Ball knows that place well. Between 1989 and 1994, when he wasn't "going down to Austin and gettin' with [his] buddies and playin' clubs," he wrote songs--lots of them. "I'd signed with a publishing company, and they gave me the opportunity to come off the road, and I got to write songs every day. It was about, oh, a little over a year of nothing but writing. That's when I wrote all the stuff that was on Thinkin' Problem."
Like the songs on Thinkin' Problem, the songs on Starlite Lounge find Ball writing in collaboration with the likes of Tommy Polk and Billy Spencer and, more often than not, striking a near-perfect balance between playful punning and poignant concision. Couplets like "I'm just a square in her circle of friends, / but when we're all alone, Lord, I fit right in" and "If you want someone who'll leave you, / you'd better look to someone else" capture Ball's knack for packing multiple meanings into plain language. Any more embroidery--in the lyrics, the phrasing, or the playing--and the album would lurch toward smarm.
Ironically, Ball had no hand in writing "Hangin' In and Hangin' On," his new single and arguably Starlite Lounge's strongest song. A husband's plea for his wife not to throw in the towel on their troubled romance, it sets the album's tone. Almost every other song seems to serve as a vignette within the "Hangin' In and Hangin' On" scenario.
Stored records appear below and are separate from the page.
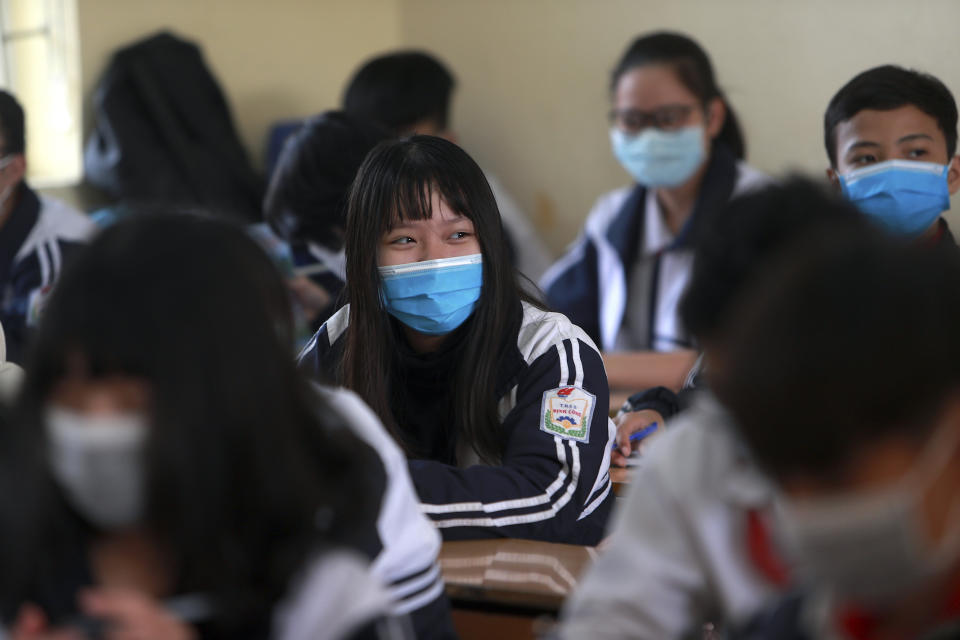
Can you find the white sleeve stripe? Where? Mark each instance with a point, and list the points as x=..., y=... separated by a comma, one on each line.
x=564, y=371
x=307, y=348
x=44, y=265
x=577, y=364
x=503, y=505
x=596, y=502
x=537, y=516
x=419, y=582
x=419, y=601
x=54, y=249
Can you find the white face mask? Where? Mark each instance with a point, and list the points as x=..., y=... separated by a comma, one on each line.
x=871, y=548
x=98, y=461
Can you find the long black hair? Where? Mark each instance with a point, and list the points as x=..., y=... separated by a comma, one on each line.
x=307, y=197
x=242, y=456
x=694, y=70
x=396, y=183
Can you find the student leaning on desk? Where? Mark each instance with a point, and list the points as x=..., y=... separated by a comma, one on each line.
x=500, y=406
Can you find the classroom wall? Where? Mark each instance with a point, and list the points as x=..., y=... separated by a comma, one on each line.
x=274, y=59
x=532, y=99
x=533, y=75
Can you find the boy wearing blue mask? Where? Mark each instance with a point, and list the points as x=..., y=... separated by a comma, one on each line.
x=891, y=136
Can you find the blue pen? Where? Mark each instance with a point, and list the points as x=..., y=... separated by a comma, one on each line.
x=640, y=435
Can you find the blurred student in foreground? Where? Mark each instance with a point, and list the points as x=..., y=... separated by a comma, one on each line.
x=410, y=92
x=693, y=543
x=841, y=373
x=38, y=235
x=170, y=475
x=891, y=138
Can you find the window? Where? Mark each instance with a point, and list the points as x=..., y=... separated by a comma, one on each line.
x=40, y=65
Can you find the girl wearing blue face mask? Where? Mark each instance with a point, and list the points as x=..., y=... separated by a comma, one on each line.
x=674, y=134
x=500, y=406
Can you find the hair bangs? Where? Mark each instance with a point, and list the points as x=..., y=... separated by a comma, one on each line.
x=413, y=194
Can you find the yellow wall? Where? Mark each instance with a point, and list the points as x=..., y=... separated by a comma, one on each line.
x=273, y=58
x=532, y=99
x=533, y=78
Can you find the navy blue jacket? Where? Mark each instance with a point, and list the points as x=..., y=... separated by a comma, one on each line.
x=35, y=241
x=552, y=482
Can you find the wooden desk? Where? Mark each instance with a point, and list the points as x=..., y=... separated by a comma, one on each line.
x=509, y=589
x=524, y=575
x=620, y=477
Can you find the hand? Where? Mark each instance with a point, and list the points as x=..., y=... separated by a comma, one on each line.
x=31, y=624
x=311, y=297
x=133, y=616
x=628, y=424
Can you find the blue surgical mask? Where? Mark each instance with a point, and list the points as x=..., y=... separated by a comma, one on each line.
x=904, y=196
x=660, y=158
x=434, y=296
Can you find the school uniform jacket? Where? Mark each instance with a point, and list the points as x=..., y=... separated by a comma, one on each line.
x=406, y=561
x=589, y=284
x=552, y=482
x=38, y=237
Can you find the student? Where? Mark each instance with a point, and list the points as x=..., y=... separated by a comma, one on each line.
x=306, y=205
x=37, y=235
x=864, y=448
x=675, y=134
x=410, y=92
x=694, y=540
x=891, y=137
x=500, y=406
x=166, y=483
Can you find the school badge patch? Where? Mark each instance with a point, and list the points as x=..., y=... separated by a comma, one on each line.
x=567, y=412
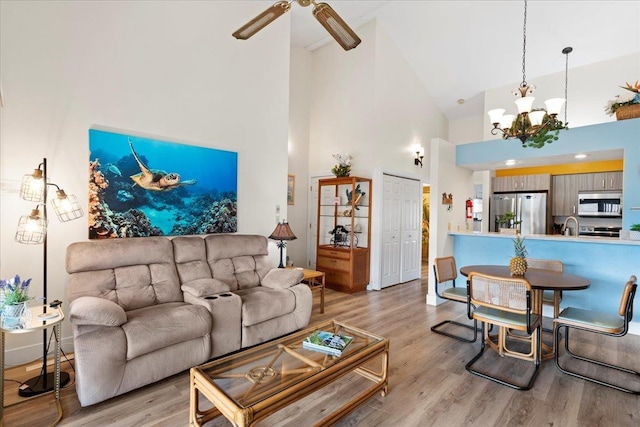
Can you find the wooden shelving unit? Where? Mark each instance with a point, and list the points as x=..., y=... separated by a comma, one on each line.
x=344, y=232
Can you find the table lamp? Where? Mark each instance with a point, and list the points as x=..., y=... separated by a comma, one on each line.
x=282, y=233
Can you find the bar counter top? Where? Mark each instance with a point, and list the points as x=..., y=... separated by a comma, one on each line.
x=553, y=237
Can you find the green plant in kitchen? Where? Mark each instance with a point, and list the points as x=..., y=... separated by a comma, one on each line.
x=518, y=264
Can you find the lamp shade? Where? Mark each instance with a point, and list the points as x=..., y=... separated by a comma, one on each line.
x=283, y=232
x=32, y=228
x=32, y=187
x=66, y=206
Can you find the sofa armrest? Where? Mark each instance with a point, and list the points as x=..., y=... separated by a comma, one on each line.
x=282, y=278
x=204, y=287
x=96, y=311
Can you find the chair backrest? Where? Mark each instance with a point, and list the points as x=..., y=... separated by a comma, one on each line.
x=626, y=303
x=445, y=269
x=508, y=294
x=545, y=264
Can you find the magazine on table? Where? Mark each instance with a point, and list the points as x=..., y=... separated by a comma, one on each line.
x=327, y=342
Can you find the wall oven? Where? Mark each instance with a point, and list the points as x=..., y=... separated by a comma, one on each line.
x=600, y=204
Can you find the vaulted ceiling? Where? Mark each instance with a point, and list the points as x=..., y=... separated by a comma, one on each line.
x=461, y=48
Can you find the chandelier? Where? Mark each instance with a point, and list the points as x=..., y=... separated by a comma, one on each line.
x=534, y=127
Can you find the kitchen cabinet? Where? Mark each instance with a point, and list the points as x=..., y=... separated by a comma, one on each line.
x=601, y=181
x=565, y=194
x=538, y=182
x=344, y=232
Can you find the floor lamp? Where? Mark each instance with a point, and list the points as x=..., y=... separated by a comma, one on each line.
x=282, y=233
x=32, y=229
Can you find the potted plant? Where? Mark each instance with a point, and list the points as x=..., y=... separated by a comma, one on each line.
x=14, y=295
x=343, y=168
x=627, y=105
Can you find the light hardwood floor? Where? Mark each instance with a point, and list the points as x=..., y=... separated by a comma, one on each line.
x=429, y=385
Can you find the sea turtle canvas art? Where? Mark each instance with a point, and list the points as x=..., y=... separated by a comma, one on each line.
x=141, y=186
x=156, y=180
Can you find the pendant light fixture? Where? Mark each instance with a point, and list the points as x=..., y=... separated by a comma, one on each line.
x=534, y=127
x=324, y=13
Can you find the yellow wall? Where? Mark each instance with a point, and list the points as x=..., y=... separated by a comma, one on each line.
x=566, y=169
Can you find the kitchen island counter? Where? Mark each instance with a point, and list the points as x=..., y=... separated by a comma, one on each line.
x=552, y=237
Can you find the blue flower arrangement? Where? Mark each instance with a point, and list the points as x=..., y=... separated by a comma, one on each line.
x=14, y=290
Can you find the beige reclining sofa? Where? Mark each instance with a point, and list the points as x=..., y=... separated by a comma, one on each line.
x=146, y=308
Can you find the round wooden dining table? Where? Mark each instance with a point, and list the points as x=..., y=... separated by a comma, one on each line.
x=540, y=281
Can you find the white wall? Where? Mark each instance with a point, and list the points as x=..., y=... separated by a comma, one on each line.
x=369, y=102
x=450, y=179
x=167, y=69
x=299, y=118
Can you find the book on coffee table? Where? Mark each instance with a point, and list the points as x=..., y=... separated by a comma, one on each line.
x=327, y=342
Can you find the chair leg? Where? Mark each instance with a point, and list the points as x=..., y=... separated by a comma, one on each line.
x=573, y=355
x=474, y=328
x=528, y=385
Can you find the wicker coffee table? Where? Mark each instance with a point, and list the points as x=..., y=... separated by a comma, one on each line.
x=250, y=385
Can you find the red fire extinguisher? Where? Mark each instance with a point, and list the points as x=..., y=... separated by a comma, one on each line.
x=469, y=208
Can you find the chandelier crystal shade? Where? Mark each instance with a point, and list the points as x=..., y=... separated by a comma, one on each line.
x=534, y=127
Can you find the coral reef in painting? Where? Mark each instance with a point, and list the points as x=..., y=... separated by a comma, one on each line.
x=118, y=209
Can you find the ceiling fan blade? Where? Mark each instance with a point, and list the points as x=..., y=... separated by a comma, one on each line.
x=338, y=29
x=265, y=18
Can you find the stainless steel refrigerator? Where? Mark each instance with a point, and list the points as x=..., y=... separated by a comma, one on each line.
x=530, y=210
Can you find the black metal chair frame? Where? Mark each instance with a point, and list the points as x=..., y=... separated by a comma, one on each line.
x=628, y=316
x=435, y=328
x=535, y=327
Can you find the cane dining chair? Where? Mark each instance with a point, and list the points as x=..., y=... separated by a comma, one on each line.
x=507, y=304
x=598, y=322
x=445, y=271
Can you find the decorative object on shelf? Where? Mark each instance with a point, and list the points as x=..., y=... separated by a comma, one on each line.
x=282, y=233
x=32, y=229
x=327, y=17
x=533, y=127
x=359, y=195
x=343, y=168
x=419, y=155
x=627, y=105
x=518, y=264
x=291, y=189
"I thought that if I was gonna try and do another 'Thinkin' Problem,' that song would be it," Ball admits. "The first time I heard it, I thought it was really different. It's unusual. I hadn't heard anything like it, and I think that's important in country music. I think the complaint that everything sounds alike in country music comes from the fact that, musically, there's no newness. At the same time, people are sayin', 'There's too much pop influence.' Well, here's 'Hangin' In and Hangin' On,' which is new country music but which is not influenced by cheesy '70s pop. It's rooted in traditional music, but it's brand new. It's like Hank Williams meets the '90s."
To better prepare his fans for this "new" music, Ball has spent the past couple of months on the road opening for his Warner-Reprise labelmate, Dwight Yoakam. With almost every stop on the tour a stadium, amphitheater, or pavilion gig, Ball finds himself performing in environs quite different from the central-Texas dancehalls in which he paid his dues.
"When I was in high school," he says, recalling his South Carolina youth, "I played string bass in a folk band, and that band moved out to Texas. We went out and played a couple of folk festivals in Texas, and I just fell into that scene out there in Austin. George Strait was out there playin', and, of course, [Asleep at] the Wheel. Even the old guys. Some of the original [Bob Wills] Playboys were playin' in dancehalls. I loved it. I've always been a fan of the older stuff."
Because Ball isn't afraid to let his affection for the "older stuff" show in his music, the best parts of Starlite Lounge sound both timely and timeless, and because he isn't afraid to let his brain in on what he's singing, his "thinkin' " problems seem like a thing of the past.